Film Shows Dog-Eat-Dog Newsroom


Courtesy: Noble PR
GAINESVILLE, Fla.-- Speeding fingers churn out stories with lightning speed, phones ring like there's no tomorrow, and editors snarl at reporters the same way rabid dogs do to mail carriers.
This is the real-life atmosphere of a newsroom at a major newspaper as portrayed by "All the President's Men.
Bob Woodward and Carl Bernstein are lowly reporters at the bottom of the long chain of command in the "Washington Post's" newsroom.
While the two reporters battle with dreaded anonymous sources and the challenge of accuracy, they also have to battle with editors who are itching to bury their story within the depths of the newspaper.
Woodward and Bernstein are forced to make constant trips to interview sources for their story, even as far away as Miami, but even as they travel, they never escape the newsroom.
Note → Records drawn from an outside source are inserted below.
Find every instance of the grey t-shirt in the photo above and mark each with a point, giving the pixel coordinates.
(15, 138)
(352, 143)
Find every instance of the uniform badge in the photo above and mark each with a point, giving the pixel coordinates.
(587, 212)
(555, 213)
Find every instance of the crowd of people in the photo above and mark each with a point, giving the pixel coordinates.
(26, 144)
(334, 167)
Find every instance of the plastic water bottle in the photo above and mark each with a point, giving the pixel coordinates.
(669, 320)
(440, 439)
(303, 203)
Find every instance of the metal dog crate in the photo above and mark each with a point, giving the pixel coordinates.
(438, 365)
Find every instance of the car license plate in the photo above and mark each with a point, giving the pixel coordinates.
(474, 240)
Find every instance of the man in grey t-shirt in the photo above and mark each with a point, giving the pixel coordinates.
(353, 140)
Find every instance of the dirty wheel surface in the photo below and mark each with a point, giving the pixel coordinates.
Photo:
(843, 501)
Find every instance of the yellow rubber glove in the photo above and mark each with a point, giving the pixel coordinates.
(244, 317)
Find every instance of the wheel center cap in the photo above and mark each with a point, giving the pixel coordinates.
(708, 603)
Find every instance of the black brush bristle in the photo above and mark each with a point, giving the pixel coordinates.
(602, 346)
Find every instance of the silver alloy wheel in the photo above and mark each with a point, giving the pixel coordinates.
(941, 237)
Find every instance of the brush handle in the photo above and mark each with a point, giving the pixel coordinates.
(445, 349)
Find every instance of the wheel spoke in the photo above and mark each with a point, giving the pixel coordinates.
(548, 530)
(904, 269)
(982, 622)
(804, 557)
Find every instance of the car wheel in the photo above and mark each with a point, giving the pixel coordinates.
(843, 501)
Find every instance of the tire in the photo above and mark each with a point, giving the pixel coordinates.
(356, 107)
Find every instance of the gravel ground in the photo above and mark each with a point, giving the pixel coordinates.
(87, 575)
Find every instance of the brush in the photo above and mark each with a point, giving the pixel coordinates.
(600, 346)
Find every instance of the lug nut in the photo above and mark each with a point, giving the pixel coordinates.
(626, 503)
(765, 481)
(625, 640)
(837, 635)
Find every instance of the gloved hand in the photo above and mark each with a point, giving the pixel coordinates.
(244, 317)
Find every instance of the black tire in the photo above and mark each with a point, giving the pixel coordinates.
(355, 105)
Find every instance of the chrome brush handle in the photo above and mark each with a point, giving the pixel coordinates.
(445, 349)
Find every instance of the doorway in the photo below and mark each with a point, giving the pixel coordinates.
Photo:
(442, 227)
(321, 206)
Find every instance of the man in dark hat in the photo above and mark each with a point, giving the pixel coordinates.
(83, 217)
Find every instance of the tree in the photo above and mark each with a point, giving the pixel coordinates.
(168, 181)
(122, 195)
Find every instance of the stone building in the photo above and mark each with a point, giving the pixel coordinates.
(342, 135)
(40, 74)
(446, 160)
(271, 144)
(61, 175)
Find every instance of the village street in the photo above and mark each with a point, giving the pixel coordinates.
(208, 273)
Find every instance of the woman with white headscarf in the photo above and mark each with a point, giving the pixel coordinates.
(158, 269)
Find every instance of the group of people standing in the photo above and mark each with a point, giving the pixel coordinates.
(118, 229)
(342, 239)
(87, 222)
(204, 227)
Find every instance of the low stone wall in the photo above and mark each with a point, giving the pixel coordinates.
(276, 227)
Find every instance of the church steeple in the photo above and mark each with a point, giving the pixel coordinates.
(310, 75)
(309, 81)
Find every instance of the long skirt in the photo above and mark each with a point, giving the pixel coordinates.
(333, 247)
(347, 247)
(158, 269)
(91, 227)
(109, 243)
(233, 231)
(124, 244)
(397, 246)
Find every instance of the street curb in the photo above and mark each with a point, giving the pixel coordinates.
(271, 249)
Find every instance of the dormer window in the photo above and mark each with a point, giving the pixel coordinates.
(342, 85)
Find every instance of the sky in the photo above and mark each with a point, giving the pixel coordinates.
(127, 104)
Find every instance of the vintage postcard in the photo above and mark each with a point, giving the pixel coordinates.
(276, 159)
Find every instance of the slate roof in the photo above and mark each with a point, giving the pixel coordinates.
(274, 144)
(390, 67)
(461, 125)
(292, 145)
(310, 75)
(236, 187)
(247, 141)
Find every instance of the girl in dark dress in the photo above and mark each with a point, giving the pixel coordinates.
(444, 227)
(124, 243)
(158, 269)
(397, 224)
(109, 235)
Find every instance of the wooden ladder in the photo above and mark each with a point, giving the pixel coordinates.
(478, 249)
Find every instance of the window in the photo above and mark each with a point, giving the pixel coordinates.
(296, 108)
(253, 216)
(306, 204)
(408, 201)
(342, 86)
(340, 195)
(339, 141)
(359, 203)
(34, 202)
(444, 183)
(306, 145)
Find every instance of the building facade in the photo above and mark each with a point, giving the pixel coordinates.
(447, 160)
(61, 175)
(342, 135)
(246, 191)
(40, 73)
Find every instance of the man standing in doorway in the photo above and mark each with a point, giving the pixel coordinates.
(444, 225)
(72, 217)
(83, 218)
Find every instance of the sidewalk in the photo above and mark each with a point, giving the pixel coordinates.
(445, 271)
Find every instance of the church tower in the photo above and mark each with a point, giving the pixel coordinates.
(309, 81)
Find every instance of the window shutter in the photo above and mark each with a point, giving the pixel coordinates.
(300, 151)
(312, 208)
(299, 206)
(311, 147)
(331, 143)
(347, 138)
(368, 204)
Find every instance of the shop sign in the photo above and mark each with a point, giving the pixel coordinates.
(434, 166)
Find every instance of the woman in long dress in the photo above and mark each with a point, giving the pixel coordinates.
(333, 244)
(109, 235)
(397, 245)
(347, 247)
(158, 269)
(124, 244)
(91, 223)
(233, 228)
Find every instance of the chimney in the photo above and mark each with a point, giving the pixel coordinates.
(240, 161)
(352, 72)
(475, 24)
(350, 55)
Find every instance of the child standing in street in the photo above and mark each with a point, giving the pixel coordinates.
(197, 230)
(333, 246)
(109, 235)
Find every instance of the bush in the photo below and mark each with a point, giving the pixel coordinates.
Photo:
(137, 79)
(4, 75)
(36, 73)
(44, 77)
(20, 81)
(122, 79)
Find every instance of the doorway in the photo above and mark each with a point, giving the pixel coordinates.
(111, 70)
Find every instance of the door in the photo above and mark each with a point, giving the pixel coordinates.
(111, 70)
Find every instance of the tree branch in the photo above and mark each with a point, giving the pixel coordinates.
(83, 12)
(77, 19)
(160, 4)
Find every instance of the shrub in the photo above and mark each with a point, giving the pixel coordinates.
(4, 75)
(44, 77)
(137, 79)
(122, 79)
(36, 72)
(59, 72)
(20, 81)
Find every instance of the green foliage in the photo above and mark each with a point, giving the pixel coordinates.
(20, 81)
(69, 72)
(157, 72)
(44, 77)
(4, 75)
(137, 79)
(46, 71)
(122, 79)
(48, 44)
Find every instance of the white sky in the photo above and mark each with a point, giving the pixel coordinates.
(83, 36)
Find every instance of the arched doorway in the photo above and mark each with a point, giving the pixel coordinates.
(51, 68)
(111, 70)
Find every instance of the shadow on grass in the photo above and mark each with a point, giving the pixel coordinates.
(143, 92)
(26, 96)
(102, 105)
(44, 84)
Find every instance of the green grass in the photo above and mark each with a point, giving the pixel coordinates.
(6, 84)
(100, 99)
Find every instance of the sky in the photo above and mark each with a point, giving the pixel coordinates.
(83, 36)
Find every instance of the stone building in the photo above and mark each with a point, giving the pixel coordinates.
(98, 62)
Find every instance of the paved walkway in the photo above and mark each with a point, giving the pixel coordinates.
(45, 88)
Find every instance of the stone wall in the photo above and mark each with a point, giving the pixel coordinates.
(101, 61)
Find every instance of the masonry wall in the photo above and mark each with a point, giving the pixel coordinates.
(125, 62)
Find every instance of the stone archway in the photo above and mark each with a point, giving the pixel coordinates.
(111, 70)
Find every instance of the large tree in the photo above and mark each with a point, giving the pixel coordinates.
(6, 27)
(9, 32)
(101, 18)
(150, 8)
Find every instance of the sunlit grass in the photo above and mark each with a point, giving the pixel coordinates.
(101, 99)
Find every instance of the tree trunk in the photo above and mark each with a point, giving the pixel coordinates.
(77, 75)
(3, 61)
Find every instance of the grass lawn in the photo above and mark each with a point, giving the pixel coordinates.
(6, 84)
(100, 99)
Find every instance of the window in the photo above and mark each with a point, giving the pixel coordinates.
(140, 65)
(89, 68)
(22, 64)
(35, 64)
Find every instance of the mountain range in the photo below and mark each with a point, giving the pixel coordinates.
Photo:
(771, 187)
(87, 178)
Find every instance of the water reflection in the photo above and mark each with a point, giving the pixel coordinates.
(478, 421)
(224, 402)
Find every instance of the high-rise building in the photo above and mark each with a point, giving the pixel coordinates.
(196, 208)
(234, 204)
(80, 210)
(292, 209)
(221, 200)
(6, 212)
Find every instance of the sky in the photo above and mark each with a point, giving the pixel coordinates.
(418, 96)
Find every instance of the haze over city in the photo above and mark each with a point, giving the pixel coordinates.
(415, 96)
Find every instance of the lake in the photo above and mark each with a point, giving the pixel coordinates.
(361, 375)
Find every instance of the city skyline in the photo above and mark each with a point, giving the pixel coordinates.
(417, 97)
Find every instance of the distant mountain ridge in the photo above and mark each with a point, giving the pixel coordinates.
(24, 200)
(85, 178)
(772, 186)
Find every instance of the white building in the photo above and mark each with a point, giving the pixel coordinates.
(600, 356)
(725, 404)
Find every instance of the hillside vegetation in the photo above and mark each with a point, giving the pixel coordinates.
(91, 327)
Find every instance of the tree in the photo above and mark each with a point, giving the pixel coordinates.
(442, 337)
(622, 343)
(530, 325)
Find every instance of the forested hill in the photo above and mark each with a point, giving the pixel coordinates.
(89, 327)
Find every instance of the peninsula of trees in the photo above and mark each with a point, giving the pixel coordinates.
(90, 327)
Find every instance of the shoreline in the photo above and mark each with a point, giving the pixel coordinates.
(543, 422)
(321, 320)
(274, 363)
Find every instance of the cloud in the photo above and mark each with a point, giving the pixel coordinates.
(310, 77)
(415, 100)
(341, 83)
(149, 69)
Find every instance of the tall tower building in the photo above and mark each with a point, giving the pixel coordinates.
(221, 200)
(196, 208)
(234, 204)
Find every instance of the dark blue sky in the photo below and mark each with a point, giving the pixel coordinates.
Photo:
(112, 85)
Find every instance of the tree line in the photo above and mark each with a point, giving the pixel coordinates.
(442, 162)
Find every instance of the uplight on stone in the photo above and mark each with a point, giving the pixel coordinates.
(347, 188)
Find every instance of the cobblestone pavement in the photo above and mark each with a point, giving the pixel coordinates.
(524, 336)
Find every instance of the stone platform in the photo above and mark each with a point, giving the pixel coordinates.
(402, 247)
For a story to have any chance of running, editors must be kept abreast of all information going into the story, the accuracy of all facts and anything else that may be relavent to the story.
The editor also has to be able to take this information and "sell" the story, or show why it is worth publishing, to the rest of the editors at the budget meeting, where the paper is laid out.
At "The Washington Post," Woodward and Bernstein are considered younger, less experienced reporters, and because of this they constantly report to editor Ben Bradlee.
Much of the atmosphere and mise-en-scene in the newsroom is created by the stress caused by Bradlee and the rest of the editors talk of the story not being worth anything.